Four days, four fatal shootings

With four fatal shootings in as many days and fears that the Lower Mainland is about to fall witness to another bloody gang war, police did their best to alleviate the public’s concerns by announcing the incidents weren’t linked to organized crime or even connected to each other.

The most recent shooting occurred Tuesday outside a Surrey residence. The RCMP-led Integrated Homicide Investigation Team says the body of a man in his 20s was found on the ground.

Press briefings on such incidents are typically handled by a department spokesperson. But, as if underscoring the growing unease among area residents, the spokesperson was joined by the officer in charge of the homicide team.

“These are very separate and tragic events that are only linked by the fact that they took place during this holiday season,” Superintendent Dan Malo said.

Few details about the latest slaying were released. Shots rang out in the 9500 block of 125th Street around 7:30 a.m. but no one immediately called 911. One hour later, a man’s body was spotted and a 911 call was finally made. Police could not explain the delay in the emergency call.

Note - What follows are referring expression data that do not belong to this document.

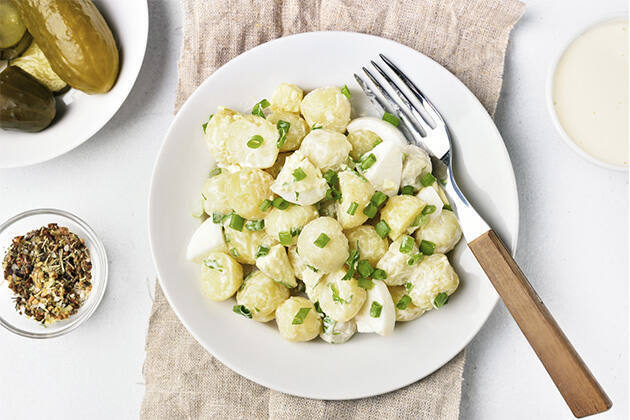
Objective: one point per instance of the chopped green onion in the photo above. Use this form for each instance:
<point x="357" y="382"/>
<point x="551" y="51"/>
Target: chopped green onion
<point x="367" y="161"/>
<point x="370" y="210"/>
<point x="321" y="240"/>
<point x="364" y="268"/>
<point x="345" y="91"/>
<point x="382" y="229"/>
<point x="407" y="244"/>
<point x="264" y="206"/>
<point x="262" y="251"/>
<point x="427" y="247"/>
<point x="255" y="142"/>
<point x="259" y="107"/>
<point x="391" y="118"/>
<point x="404" y="302"/>
<point x="427" y="179"/>
<point x="375" y="309"/>
<point x="415" y="259"/>
<point x="242" y="310"/>
<point x="300" y="316"/>
<point x="255" y="225"/>
<point x="285" y="238"/>
<point x="236" y="222"/>
<point x="280" y="203"/>
<point x="283" y="129"/>
<point x="353" y="208"/>
<point x="299" y="174"/>
<point x="407" y="190"/>
<point x="428" y="209"/>
<point x="440" y="300"/>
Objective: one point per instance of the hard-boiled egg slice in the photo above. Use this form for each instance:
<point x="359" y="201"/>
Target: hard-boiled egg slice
<point x="207" y="238"/>
<point x="379" y="301"/>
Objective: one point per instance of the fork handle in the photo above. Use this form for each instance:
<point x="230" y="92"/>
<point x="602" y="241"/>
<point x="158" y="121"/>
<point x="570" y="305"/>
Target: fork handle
<point x="576" y="383"/>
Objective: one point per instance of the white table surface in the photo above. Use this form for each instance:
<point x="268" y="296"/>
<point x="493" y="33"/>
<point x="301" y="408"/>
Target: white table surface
<point x="573" y="245"/>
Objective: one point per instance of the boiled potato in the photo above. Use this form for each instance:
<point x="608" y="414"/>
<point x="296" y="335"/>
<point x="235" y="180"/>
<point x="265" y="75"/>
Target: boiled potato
<point x="432" y="276"/>
<point x="340" y="299"/>
<point x="287" y="97"/>
<point x="326" y="107"/>
<point x="443" y="231"/>
<point x="327" y="149"/>
<point x="400" y="212"/>
<point x="356" y="193"/>
<point x="305" y="190"/>
<point x="248" y="188"/>
<point x="371" y="246"/>
<point x="396" y="263"/>
<point x="228" y="134"/>
<point x="333" y="254"/>
<point x="298" y="320"/>
<point x="405" y="309"/>
<point x="221" y="276"/>
<point x="277" y="266"/>
<point x="416" y="164"/>
<point x="291" y="220"/>
<point x="362" y="141"/>
<point x="262" y="296"/>
<point x="298" y="129"/>
<point x="215" y="193"/>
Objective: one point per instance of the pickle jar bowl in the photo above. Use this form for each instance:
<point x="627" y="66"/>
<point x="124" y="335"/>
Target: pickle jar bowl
<point x="31" y="220"/>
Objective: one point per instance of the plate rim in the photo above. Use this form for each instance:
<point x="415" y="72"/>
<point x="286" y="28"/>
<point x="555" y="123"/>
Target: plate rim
<point x="319" y="395"/>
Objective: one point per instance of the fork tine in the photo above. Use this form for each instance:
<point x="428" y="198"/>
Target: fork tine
<point x="424" y="101"/>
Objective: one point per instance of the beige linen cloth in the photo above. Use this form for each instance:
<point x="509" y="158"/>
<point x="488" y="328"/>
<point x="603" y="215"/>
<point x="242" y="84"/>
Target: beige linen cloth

Much of the neighbourhood was cordoned off by police Tuesday. A black tent, presumably marking the spot where the body was found, was erected along the quiet stretch of road.

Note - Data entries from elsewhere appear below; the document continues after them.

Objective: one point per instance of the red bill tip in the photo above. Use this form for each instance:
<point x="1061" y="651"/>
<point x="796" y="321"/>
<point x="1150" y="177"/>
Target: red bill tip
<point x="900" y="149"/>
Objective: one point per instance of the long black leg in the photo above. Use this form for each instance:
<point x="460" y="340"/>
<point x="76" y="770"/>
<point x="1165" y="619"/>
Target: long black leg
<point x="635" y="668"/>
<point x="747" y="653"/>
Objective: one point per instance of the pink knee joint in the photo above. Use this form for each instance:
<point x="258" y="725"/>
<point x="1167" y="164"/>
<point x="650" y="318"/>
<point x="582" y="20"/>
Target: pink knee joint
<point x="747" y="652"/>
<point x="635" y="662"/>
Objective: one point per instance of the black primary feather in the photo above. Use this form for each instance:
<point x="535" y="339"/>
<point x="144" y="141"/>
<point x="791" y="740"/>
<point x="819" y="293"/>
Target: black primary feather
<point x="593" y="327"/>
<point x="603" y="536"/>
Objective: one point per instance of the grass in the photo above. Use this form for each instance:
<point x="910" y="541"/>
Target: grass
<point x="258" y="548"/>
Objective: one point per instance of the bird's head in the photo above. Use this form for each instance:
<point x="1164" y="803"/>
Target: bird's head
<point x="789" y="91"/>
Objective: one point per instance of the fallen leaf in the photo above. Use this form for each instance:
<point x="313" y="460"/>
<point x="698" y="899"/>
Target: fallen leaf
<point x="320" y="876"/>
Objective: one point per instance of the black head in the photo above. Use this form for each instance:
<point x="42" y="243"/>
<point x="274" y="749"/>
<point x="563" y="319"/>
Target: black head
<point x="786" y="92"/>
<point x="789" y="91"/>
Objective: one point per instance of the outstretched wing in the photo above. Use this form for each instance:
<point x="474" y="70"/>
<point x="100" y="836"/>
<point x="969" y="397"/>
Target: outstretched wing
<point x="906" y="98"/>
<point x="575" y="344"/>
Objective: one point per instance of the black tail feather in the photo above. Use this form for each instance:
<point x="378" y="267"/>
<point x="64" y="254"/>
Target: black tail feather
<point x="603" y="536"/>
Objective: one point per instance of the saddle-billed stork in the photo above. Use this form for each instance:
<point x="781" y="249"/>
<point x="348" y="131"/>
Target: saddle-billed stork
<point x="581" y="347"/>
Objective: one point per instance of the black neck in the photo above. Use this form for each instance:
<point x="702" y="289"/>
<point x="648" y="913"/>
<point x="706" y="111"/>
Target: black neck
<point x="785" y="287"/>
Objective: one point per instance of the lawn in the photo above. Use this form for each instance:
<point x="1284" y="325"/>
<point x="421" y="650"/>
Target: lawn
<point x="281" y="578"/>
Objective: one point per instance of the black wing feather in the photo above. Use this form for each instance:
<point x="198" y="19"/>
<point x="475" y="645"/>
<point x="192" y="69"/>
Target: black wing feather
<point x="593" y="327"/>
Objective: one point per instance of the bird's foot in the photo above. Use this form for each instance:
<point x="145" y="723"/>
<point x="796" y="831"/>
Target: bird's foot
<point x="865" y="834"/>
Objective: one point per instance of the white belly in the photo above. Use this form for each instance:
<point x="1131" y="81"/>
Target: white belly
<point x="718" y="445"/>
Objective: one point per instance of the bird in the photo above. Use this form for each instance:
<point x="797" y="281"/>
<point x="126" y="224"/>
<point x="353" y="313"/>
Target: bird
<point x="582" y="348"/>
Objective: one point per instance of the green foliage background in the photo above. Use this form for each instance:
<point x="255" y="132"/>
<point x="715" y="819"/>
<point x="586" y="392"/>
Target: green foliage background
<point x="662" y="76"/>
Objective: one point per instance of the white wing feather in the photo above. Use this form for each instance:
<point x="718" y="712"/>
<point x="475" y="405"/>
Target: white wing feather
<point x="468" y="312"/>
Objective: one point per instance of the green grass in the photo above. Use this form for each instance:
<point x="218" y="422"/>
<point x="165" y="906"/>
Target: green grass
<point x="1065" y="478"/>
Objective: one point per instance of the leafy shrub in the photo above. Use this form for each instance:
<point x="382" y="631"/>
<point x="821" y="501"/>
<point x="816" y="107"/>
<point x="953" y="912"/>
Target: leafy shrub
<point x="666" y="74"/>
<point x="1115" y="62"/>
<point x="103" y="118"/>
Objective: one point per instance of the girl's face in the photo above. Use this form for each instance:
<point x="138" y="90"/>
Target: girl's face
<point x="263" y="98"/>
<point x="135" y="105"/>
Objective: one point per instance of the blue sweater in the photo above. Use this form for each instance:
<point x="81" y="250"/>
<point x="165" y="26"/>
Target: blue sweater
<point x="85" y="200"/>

Worried neighbours ventured out into the rain, looking for answers. Some expressed concern for their safety.

“We’re looking to move out of the area now,” said one elderly woman who has lived on the street for five years and didn’t want to be identified. “But it’s not easy to up stakes and move just like that.”

David Benard, who has called the area home for 20 years, said it has become more and more dangerous in recent years.

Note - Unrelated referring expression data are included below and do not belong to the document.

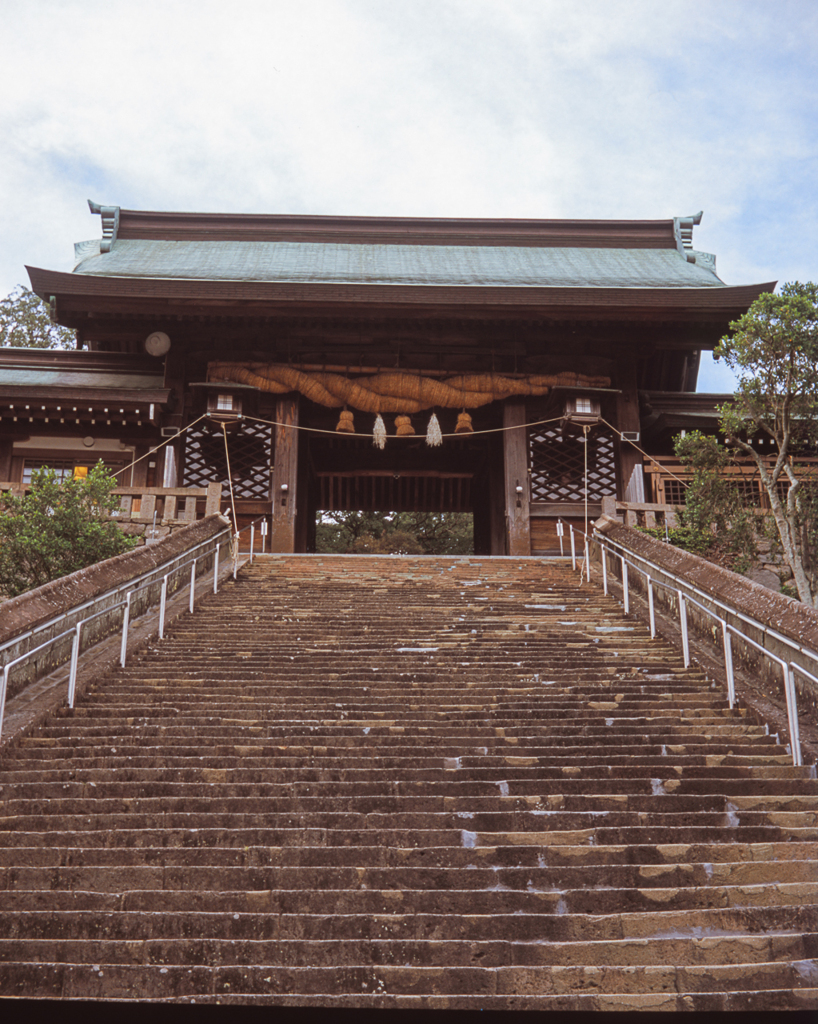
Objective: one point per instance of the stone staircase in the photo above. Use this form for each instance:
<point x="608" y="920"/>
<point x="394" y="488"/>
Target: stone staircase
<point x="409" y="781"/>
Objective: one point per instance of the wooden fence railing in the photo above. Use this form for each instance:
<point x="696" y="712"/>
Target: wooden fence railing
<point x="666" y="479"/>
<point x="171" y="506"/>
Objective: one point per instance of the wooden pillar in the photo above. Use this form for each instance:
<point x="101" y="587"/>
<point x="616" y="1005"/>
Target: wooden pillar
<point x="630" y="478"/>
<point x="140" y="469"/>
<point x="515" y="462"/>
<point x="285" y="476"/>
<point x="303" y="511"/>
<point x="6" y="448"/>
<point x="496" y="497"/>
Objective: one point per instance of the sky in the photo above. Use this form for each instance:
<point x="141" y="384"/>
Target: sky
<point x="620" y="109"/>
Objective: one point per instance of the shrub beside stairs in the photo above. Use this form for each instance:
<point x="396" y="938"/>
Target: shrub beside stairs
<point x="409" y="781"/>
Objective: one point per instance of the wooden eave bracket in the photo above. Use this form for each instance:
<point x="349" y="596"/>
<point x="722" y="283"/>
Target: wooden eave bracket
<point x="111" y="223"/>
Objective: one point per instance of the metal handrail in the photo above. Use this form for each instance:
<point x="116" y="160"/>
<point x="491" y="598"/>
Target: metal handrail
<point x="91" y="601"/>
<point x="788" y="668"/>
<point x="215" y="542"/>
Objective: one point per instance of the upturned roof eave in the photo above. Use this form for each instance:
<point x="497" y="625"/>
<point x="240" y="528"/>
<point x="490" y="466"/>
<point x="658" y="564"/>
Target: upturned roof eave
<point x="433" y="230"/>
<point x="727" y="298"/>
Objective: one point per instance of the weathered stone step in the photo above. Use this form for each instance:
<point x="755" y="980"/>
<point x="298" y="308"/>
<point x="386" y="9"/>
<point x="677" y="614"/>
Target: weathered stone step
<point x="548" y="775"/>
<point x="619" y="809"/>
<point x="576" y="887"/>
<point x="765" y="794"/>
<point x="461" y="902"/>
<point x="650" y="987"/>
<point x="87" y="849"/>
<point x="377" y="813"/>
<point x="128" y="926"/>
<point x="314" y="952"/>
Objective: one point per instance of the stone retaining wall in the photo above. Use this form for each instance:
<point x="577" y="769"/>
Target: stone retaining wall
<point x="783" y="614"/>
<point x="65" y="602"/>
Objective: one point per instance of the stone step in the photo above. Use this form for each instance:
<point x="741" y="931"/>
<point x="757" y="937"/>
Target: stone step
<point x="550" y="883"/>
<point x="651" y="987"/>
<point x="291" y="801"/>
<point x="519" y="928"/>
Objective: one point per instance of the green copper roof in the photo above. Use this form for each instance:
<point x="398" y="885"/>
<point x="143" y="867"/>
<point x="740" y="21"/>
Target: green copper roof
<point x="319" y="262"/>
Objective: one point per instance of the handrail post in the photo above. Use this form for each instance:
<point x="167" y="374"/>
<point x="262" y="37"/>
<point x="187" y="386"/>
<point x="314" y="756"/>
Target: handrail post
<point x="792" y="713"/>
<point x="75" y="657"/>
<point x="683" y="624"/>
<point x="3" y="695"/>
<point x="626" y="596"/>
<point x="162" y="605"/>
<point x="126" y="619"/>
<point x="728" y="664"/>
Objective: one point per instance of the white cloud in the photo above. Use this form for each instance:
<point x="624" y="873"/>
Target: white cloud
<point x="450" y="108"/>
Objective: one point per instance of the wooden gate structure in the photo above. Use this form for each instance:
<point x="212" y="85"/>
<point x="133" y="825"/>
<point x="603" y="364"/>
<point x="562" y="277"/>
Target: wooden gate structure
<point x="241" y="339"/>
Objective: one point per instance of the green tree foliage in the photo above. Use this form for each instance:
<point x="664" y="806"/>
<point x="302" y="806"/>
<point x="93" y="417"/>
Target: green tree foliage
<point x="26" y="323"/>
<point x="714" y="522"/>
<point x="395" y="532"/>
<point x="57" y="528"/>
<point x="773" y="350"/>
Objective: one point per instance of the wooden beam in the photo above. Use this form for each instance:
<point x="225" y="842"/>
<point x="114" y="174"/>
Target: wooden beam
<point x="630" y="480"/>
<point x="515" y="461"/>
<point x="6" y="449"/>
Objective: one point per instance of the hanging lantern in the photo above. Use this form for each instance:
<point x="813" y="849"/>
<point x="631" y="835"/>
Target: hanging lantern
<point x="346" y="424"/>
<point x="433" y="436"/>
<point x="464" y="424"/>
<point x="403" y="426"/>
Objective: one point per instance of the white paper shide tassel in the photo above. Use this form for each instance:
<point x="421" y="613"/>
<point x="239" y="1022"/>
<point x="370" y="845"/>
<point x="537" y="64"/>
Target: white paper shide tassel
<point x="433" y="436"/>
<point x="379" y="432"/>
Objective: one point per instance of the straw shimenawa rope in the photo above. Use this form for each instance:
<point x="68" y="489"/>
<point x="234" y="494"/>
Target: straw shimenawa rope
<point x="393" y="391"/>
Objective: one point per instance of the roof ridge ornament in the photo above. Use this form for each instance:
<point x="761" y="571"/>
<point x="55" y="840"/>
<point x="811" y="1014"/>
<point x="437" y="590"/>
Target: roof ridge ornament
<point x="683" y="228"/>
<point x="111" y="223"/>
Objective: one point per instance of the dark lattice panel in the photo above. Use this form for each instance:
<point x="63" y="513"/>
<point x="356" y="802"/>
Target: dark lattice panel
<point x="392" y="493"/>
<point x="205" y="461"/>
<point x="557" y="462"/>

“It makes me nervous, but there’s nothing you can do about it,” he said. “The police just can’t seem to catch these guys.”

Sergeant Jennifer Pound, a spokeswoman for the Integrated Homicide Investigation Team, said the number of shootings, particularly during the holiday season, is enough to leave anyone shaking their head.

“This is something that should stir anger in the public and make them want to come forward,” she said.

On Monday, police were called to a home in nearby Langley after receiving a report of shots fired. Police and paramedics located an injured and unresponsive 38-year-old male bleeding in his driveway. The man was pronounced dead at the scene.

The day before, on Sunday, RCMP say a Surrey convenience-store employee was shot and killed. Alok Gupta, 27, had volunteered to work on Christmas so the store’s owners could spend the holiday together.

On Saturday, 28-year-old Bradley McPherson was killed while attending a Surrey house party.

“Bradley was a fun loving man who loved his family and he was in no way involved in illegal activity,” his mother Susan wrote in a statement. “This was a senseless act which has taken a son away from his mother forever.”

A 54-year-old woman was also shot in Surrey on Sunday, though she survived the incident.

No arrests have been made in any of the shootings.

Robert Gordon, director of Simon Fraser University’s school of criminology, said the spate of shootings will likely tarnish Surrey’s reputation, though that might be a tad unfair.

“Surrey has actually been doing quite well,” Prof. Gordon said. “It has had a systematic crime-reduction strategy in place now for several years and that strategy appeared to be doing quite well.”

The number of Criminal Code offences committed in Surrey has dropped every year since 2004 – from 49,108 in 2003 to 42,674 in 2010, according to a report by B.C.’s Ministry of Public Safety.

But the same report says the number of violent offences in Surrey has remained steady over the pst half decade – from 8,447 in 2006 to 8,297 in 2010.

Sgt. Pound said the number of homicides and gunshot calls in Surrey has dropped this year, though she didn’t have exact figures available.

In the first quarter of 2009, the Vancouver area was hit by a gang war that saw shootings almost daily.